Display Name | API Name | Default Value | Allowable Values | Description |
---|---|---|---|---|
Cohere API Key * | Cohere API Key | The API Key for authenticating to Cohere | ||
Embeddings Model * | Embeddings Model | embed-english-v3.0 | The model to use for embeddings, available models are listed at https://docs.cohere.com/reference/embed Supports Expression Language, using FlowFile attributes and Environment variables. | |
Input Type * | Input Type | search_document |
| Specifies the type of input passed to the model. Required for embedding models v3 and higher. |
Embedding Type * | Embedding Type | float |
| Specifies the types of embeddings you want to get back. |
Truncate Policy * | Truncate Policy | NONE |
| One of NONE |
User | User | An identifier for the remote user on whose behalf the request is being made. Supports Expression Language, using FlowFile attributes and Environment variables. | ||
Record Reader | Record Reader | Controller Service: RecordReaderFactory Implementations: AvroReader CEFReader CSVReader ExcelReader GrokReader JsonPathReader JsonTreeReader ReaderLookup ScriptedReader Syslog5424Reader SyslogReader WindowsEventLogReader XMLReader YamlTreeReader | The record reader to use for reading record-oriented data. If the incoming data is to be treated as plaintext, this property should be left unset. | |
Record Writer * | Record Writer | Controller Service: RecordSetWriterFactory Implementations: AvroRecordSetWriter CSVRecordSetWriter FreeFormTextRecordSetWriter JsonRecordSetWriter RecordSetWriterLookup ScriptedRecordSetWriter XMLRecordSetWriter | The Record Writer to use for writing the output | |
Text Record Path * | Text Record Path | /text | The path to the field in the record that contains the text to be embedded. If the incoming data is to be treated as plaintext, this property should be left unset. Supports Expression Language, using FlowFile attributes and Environment variables. This property is only considered if:
| |
Embeddings Record Path * | Embeddings Record Path | /embeddings | The path to the field in the record where the embeddings are to be written. Supports Expression Language, using FlowFile attributes and Environment variables. This property is only considered if:
| |
Max Batch Size * | Max Batch Size | 100 | The maximum number of records to include in each batch sent to Cohere |
Dynamic Properties
This component does not support dynamic properties.
Relationships
Name | Description |
---|---|
failure | The original FlowFile will be routed to this relationship if the embeddings could not be created |
success | The embeddings will be routed to this relationship |
Reads Attributes
This processor does not read attributes.
Writes Attributes
Name | Description |
---|---|
mime.type | The MIME type of the output data, based on the chosen Record Writer |
record.count | The number of records written to the output |
State Management
This component does not store state.
Restricted
This component is not restricted.
Input Requirement
Input requirements are not specified for this component.
Example Use Cases
Use Case 1
Create embeddings for text using Cohere's Embedding model
Configuration
Set "Cohere API Key" to the API key for your Cohere account.
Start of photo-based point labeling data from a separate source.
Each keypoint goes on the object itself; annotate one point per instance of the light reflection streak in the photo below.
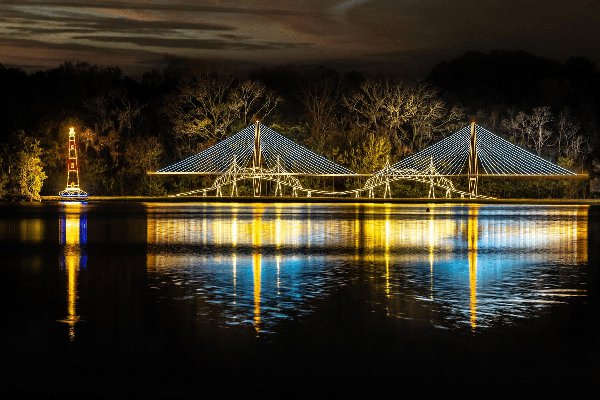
(473, 238)
(499, 254)
(73, 238)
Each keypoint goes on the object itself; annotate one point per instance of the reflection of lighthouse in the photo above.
(73, 238)
(72, 189)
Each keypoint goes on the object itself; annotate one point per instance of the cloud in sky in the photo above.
(414, 33)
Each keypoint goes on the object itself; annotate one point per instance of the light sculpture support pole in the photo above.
(257, 161)
(473, 169)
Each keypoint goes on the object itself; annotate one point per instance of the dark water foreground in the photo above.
(132, 300)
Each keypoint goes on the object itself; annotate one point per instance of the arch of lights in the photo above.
(258, 153)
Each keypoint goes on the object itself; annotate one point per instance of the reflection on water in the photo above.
(259, 264)
(73, 240)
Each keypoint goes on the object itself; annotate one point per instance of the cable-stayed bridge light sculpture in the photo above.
(462, 154)
(259, 153)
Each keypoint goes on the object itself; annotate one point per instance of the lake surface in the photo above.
(132, 300)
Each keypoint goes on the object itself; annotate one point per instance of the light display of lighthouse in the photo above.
(73, 190)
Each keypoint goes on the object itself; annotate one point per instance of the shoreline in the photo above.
(224, 199)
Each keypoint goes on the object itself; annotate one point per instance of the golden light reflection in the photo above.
(256, 270)
(71, 239)
(431, 228)
(473, 237)
(256, 264)
(383, 236)
(388, 233)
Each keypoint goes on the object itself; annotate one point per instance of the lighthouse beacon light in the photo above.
(72, 190)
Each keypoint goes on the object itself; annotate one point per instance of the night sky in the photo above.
(406, 36)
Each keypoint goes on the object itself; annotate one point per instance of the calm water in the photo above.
(142, 300)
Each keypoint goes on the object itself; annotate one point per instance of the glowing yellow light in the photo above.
(72, 254)
(473, 237)
(256, 270)
(388, 233)
(431, 229)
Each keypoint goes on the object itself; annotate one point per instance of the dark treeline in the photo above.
(127, 127)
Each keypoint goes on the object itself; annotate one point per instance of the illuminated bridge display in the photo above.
(258, 153)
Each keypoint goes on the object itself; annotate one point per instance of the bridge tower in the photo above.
(72, 189)
(473, 161)
(257, 162)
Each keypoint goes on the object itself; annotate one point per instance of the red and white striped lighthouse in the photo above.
(73, 189)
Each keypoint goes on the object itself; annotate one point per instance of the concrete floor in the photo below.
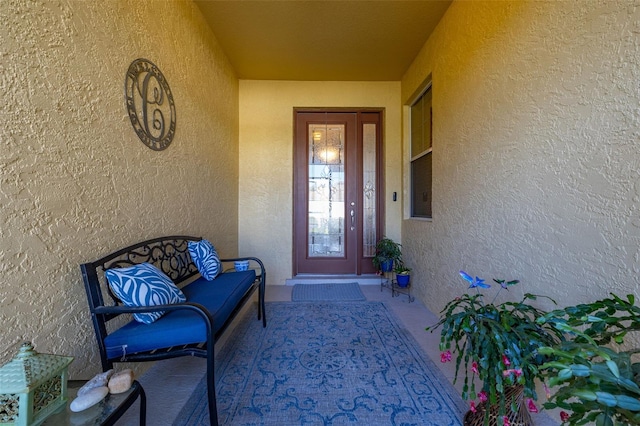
(168, 384)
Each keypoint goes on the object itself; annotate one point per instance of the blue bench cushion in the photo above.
(181, 327)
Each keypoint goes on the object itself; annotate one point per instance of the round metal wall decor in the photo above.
(150, 104)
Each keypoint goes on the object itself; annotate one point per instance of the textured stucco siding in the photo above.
(536, 150)
(75, 181)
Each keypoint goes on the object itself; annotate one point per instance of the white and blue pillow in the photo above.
(206, 259)
(144, 285)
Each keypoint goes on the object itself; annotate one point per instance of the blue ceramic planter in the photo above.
(403, 279)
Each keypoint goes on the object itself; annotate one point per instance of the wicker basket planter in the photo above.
(514, 397)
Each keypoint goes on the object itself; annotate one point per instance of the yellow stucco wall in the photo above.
(75, 181)
(266, 159)
(536, 155)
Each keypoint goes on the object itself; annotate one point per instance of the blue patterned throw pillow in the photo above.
(206, 258)
(144, 285)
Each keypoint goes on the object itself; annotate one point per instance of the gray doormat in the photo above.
(332, 292)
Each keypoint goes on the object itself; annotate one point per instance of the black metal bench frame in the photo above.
(171, 255)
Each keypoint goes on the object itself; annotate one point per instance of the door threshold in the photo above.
(368, 279)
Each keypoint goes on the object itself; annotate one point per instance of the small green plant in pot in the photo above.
(388, 253)
(496, 345)
(590, 379)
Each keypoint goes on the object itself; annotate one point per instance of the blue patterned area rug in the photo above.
(325, 364)
(330, 292)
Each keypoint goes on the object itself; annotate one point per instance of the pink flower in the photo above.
(516, 371)
(505, 360)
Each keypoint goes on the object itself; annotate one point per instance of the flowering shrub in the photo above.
(592, 380)
(495, 344)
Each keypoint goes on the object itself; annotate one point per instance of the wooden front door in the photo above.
(337, 191)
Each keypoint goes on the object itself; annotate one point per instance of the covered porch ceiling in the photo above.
(329, 40)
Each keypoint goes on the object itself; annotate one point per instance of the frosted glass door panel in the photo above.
(326, 211)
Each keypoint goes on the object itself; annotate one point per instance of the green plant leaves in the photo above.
(603, 380)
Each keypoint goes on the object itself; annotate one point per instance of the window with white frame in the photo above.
(421, 144)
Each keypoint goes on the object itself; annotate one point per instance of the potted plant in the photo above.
(496, 344)
(403, 274)
(387, 253)
(590, 379)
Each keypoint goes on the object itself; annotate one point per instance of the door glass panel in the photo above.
(326, 191)
(369, 237)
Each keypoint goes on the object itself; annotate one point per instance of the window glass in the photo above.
(421, 149)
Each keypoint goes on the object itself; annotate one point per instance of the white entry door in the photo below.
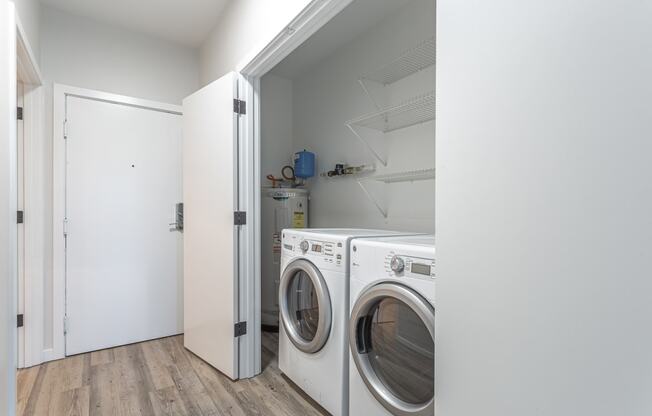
(123, 259)
(210, 165)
Set "Embeddings Model" to the name of the Cohere model to use for creating embeddings.
Set "Input Type" based on the desired use case for the vector embeddings.
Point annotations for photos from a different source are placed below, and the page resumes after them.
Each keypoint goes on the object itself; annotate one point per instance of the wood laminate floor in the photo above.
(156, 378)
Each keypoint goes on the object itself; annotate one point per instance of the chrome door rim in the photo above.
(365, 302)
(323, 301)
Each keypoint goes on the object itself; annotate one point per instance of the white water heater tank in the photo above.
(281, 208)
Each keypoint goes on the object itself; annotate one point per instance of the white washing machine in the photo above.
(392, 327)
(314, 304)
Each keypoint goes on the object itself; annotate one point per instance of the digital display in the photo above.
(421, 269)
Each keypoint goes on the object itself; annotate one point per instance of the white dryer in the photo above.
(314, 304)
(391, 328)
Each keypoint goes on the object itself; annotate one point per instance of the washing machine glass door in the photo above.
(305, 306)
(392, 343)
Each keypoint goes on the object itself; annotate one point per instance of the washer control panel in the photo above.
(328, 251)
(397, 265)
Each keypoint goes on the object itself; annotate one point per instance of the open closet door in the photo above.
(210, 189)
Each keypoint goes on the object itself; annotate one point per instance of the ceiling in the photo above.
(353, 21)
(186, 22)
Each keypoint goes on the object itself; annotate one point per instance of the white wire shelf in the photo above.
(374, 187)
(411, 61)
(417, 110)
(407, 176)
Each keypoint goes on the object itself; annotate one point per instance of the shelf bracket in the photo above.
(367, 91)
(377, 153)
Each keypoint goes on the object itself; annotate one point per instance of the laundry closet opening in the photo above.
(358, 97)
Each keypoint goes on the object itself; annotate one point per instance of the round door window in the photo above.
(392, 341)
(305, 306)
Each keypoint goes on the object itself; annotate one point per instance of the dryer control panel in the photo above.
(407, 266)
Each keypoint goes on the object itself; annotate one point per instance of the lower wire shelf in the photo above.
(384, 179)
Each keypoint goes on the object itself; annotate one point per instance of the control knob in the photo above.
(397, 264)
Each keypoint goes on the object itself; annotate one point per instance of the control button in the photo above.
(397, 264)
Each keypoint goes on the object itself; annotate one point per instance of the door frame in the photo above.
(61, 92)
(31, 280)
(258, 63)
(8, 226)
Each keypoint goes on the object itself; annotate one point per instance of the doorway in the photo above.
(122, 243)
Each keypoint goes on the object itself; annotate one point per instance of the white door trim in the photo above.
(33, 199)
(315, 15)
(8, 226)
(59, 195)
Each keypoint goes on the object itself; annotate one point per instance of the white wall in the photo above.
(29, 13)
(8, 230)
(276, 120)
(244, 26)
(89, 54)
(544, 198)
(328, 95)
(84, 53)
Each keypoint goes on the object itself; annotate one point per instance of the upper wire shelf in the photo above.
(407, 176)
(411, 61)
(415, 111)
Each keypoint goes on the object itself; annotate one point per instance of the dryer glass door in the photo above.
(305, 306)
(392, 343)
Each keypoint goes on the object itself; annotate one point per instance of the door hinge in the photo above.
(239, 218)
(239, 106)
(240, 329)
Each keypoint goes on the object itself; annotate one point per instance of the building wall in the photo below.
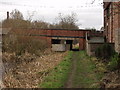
(112, 23)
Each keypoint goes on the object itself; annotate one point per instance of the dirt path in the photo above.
(69, 83)
(82, 73)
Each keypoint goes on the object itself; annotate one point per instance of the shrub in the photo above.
(104, 52)
(21, 44)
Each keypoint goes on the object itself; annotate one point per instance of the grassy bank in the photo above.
(87, 74)
(58, 76)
Set "Record Writer" to a Record Writer that writes out data in the desired format, typically JSON.
If the incoming data is in a structured format such as JSON, set "Record Reader" to a Record Reader that can read the format of the incoming data and set "Text Record Path" to the path to the field that contains the text to be embedded.
Otherwise, if the incoming data is raw text, leave the "Text Record Path" and "Record Reader" properties unset.
System Resource Considerations
This component does not specify system resource considerations.